Hi Nick,
On 3/27/2016 6:52 PM, Nick Burch wrote:
On Sun, 27 Mar 2016, Bob Paulin wrote:
Currently the Apache POI dependency is in several modules and it's
sort of a beast (> 2 MB in size).
You should've seen it before Jukka and Yegor spent a crazy ApacheCon
hacking up the ooxml-lite support... ;-)
I can only imagine.
It appears many of the modules are only using the IOUtils library.
I suspect a strong overlap with the parser classes I've helped write...
Any concerns with replacing this POI stuff with commons-io? Does POI
offer anything above the commons-io functionality in IOUtils? If not
I think it would be great to isolate the poi dependency to the office
module only.
A lot of the use is for endian-specific reading of numbers and
strings. Might be a bit of stream stuff, but mostly that can be passed
off to the Tika IO utils classes.
Didn't even think of looking at Tika IO but yes that would be even better.
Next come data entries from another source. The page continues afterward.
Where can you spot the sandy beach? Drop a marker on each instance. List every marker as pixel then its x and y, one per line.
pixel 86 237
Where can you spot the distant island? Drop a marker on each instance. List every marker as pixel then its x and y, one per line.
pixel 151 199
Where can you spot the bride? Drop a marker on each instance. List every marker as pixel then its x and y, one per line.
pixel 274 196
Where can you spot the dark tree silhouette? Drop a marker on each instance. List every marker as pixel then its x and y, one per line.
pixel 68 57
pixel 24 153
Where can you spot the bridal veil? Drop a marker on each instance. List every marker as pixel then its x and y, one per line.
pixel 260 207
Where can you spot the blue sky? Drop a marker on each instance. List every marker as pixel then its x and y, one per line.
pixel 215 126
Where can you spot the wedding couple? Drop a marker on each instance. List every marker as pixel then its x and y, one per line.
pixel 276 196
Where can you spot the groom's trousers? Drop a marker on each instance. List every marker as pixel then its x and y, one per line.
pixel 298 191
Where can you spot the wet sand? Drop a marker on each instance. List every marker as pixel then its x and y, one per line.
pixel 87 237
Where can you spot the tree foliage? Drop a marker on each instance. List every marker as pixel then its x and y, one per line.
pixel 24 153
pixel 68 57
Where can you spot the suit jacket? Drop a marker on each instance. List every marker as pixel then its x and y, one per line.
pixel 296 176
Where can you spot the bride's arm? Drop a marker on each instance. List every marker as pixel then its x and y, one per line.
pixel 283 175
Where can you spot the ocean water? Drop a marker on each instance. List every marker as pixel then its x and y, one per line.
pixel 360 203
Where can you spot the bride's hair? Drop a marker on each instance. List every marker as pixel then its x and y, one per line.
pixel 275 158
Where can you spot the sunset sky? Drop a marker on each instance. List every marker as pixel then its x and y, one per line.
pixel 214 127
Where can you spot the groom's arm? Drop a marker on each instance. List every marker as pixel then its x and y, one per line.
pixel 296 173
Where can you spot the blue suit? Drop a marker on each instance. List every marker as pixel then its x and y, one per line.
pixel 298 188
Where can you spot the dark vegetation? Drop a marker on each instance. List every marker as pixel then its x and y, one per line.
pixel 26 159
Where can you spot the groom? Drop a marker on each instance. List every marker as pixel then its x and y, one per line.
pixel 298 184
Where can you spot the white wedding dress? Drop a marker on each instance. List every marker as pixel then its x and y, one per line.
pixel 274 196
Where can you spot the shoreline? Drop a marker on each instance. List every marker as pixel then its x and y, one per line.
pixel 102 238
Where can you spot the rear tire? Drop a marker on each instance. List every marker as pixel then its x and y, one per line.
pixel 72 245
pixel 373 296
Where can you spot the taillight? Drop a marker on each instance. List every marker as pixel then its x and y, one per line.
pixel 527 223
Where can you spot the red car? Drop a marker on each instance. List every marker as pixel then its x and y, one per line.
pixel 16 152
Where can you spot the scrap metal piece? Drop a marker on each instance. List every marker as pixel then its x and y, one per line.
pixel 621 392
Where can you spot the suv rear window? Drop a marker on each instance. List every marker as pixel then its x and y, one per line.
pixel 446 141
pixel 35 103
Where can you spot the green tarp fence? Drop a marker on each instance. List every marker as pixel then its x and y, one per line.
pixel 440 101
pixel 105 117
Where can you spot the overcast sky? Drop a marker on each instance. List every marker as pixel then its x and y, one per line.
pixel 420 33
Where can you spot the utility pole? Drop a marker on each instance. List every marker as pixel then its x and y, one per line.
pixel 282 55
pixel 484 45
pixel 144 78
From a quick check, I can't see any endian number stuff in commons
IO, but
I might of missed it, or it might be in a different commons module. If
not, there might be something to be said for popping that POI logic
along with some of the Ogg-Vorbis utils stuff (another one with my
grubby mits all over it) into a more helpful general utils grouping
Yes I think overall if these functions can live in somewhere either
inside tika or a smaller dependent library we're in a better place. I'll
take a look at Ogg-Vorbis.
Thanks!
Nick